その頃大阪では喧嘩が絶えなかったが、南道会は大阪でも強い組織で、多くの有名な親分がいた。そしてそのなかで最大勢力だったのが白神組だった。

そんな白神組・若頭の稲本の若い衆ということで、わしは散々好きなようにやった。稲本が稲本組という事務所を出すことになり、わしはそこで若頭に任命された。18歳の頃だった。

自分の口から親分である稲本に若頭をさせてくれと頼み、若い衆は地元である九州から呼んだり、東京でヤクザをしていた知り合いに頼んで大阪に呼んだりした。若い衆は合わせて20人ほど集まった。しかし、そんな大勢を若い衆として組に入れたのはいいが、金になるシノギが無かった。
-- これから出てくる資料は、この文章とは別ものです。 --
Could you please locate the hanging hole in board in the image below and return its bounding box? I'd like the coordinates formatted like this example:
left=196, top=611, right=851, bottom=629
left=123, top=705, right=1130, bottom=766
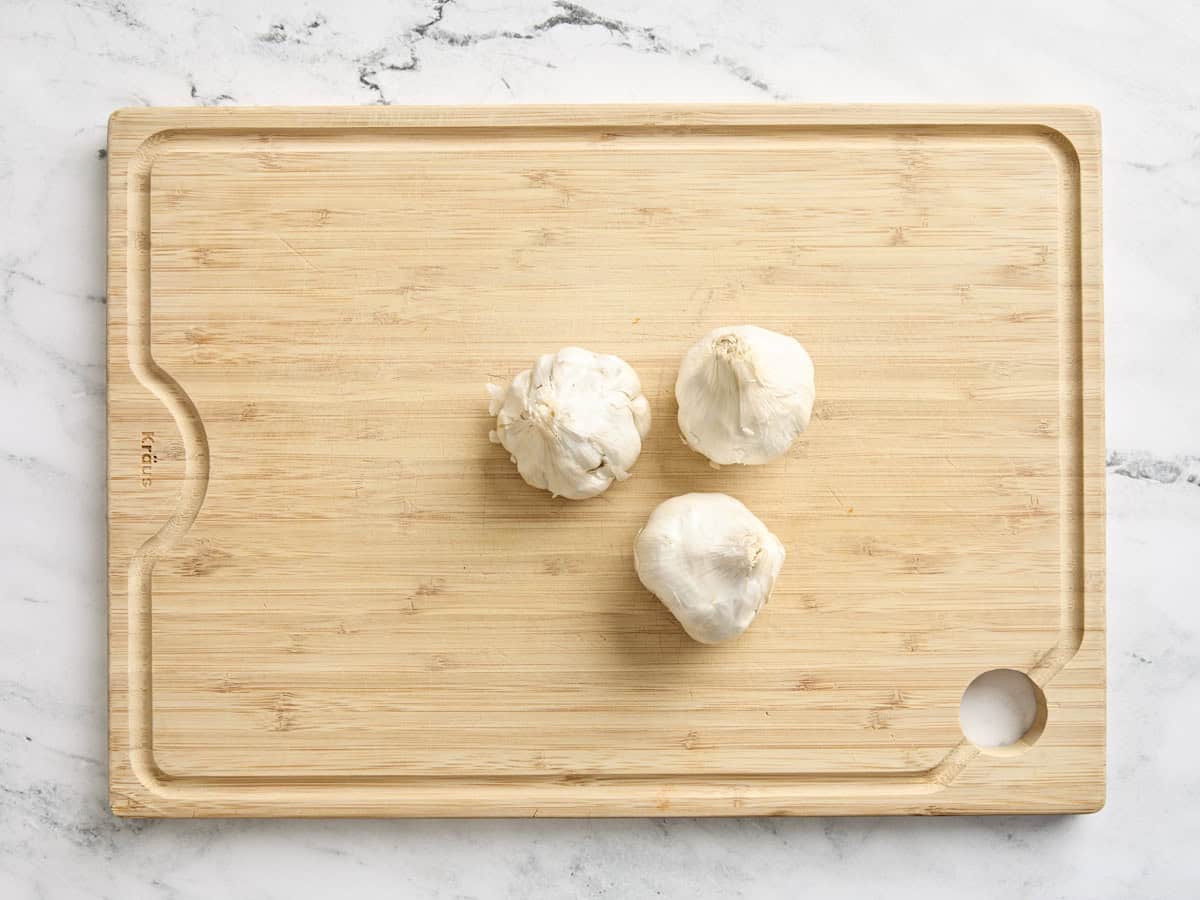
left=958, top=668, right=1047, bottom=756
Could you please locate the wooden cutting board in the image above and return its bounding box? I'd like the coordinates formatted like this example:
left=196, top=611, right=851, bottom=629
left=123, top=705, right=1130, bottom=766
left=107, top=105, right=1104, bottom=817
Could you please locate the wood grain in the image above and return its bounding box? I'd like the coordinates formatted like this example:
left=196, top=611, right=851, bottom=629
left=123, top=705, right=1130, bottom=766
left=107, top=105, right=1104, bottom=817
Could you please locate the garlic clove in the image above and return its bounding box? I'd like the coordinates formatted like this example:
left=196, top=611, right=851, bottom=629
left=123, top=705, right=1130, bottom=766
left=488, top=347, right=651, bottom=500
left=634, top=493, right=786, bottom=644
left=675, top=325, right=815, bottom=466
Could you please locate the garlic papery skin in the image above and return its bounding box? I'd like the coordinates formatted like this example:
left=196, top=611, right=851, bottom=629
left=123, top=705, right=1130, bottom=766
left=675, top=325, right=815, bottom=466
left=634, top=493, right=786, bottom=644
left=488, top=347, right=651, bottom=500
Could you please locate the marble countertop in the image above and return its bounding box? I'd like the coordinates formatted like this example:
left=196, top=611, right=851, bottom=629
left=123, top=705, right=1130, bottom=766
left=2, top=0, right=1198, bottom=896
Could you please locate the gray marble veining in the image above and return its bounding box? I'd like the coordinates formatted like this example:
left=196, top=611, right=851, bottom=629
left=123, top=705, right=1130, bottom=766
left=2, top=1, right=1199, bottom=897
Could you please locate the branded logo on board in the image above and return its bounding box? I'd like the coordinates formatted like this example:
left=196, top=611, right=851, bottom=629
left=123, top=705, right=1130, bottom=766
left=139, top=432, right=157, bottom=487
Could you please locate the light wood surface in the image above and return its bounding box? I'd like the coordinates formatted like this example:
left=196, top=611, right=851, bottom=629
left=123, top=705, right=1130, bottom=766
left=107, top=105, right=1104, bottom=817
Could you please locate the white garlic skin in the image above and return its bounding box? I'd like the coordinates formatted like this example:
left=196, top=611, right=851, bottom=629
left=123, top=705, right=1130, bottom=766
left=488, top=347, right=651, bottom=500
left=675, top=325, right=815, bottom=466
left=634, top=493, right=786, bottom=644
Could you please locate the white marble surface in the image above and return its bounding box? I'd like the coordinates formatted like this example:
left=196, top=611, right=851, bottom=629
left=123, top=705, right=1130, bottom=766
left=2, top=0, right=1198, bottom=896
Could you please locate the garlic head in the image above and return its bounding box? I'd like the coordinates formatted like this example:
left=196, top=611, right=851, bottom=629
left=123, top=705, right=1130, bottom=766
left=488, top=347, right=651, bottom=500
left=675, top=325, right=815, bottom=466
left=634, top=493, right=785, bottom=643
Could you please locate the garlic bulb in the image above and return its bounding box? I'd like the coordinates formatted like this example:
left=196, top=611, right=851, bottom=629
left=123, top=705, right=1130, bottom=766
left=488, top=347, right=651, bottom=500
left=634, top=493, right=785, bottom=644
left=675, top=325, right=815, bottom=466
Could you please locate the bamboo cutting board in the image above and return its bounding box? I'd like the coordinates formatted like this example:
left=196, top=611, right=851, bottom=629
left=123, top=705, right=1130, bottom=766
left=107, top=105, right=1104, bottom=817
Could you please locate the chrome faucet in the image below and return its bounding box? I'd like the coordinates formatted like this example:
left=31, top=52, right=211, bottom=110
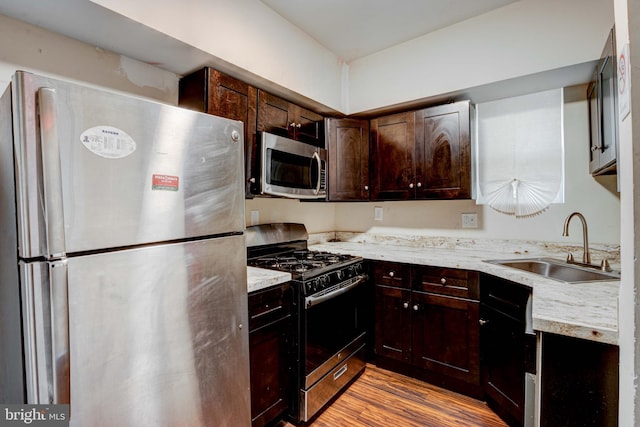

わし個人にはそんな人数を食わせる余裕がまだ無かったのだ。

稲本も金はあまり無いので頼むわけにもいかない。そこで考えたのが、賭場荒らしだった。少年時代から恐喝をしていたわしが、一番手っ取り早いだろうと思ったのがそれだったのだ。

その頃、いろいろな組が毎日賭場を開いて博打をやっていた。

わしは目が読めない素人同然だから正攻法でいっても当然負ける。張る金がなくなると持っていたタバコを置き「これ何万」と張る。それもまた負けると、次はチャカをポンと置いて「これ10万」と、嫌がらせ(以下イヤキチ)を言う。ここまでくると、向こうも賭場を潰しに来ているのが分かる。

普通だったらその場で袋叩きにされるが、向こうはわしが白神組の稲本のところの若頭というのを知っているから、文句は誰ひとり言わない。つまるところ、ヤクザは力がすべてだからだ。

それを繰り返していたら最後は「すいません」と言われて、裏に連れて行かれて30万ぐらいをくれた。それを繰り返し、1軒の博打場を潰した記憶がある。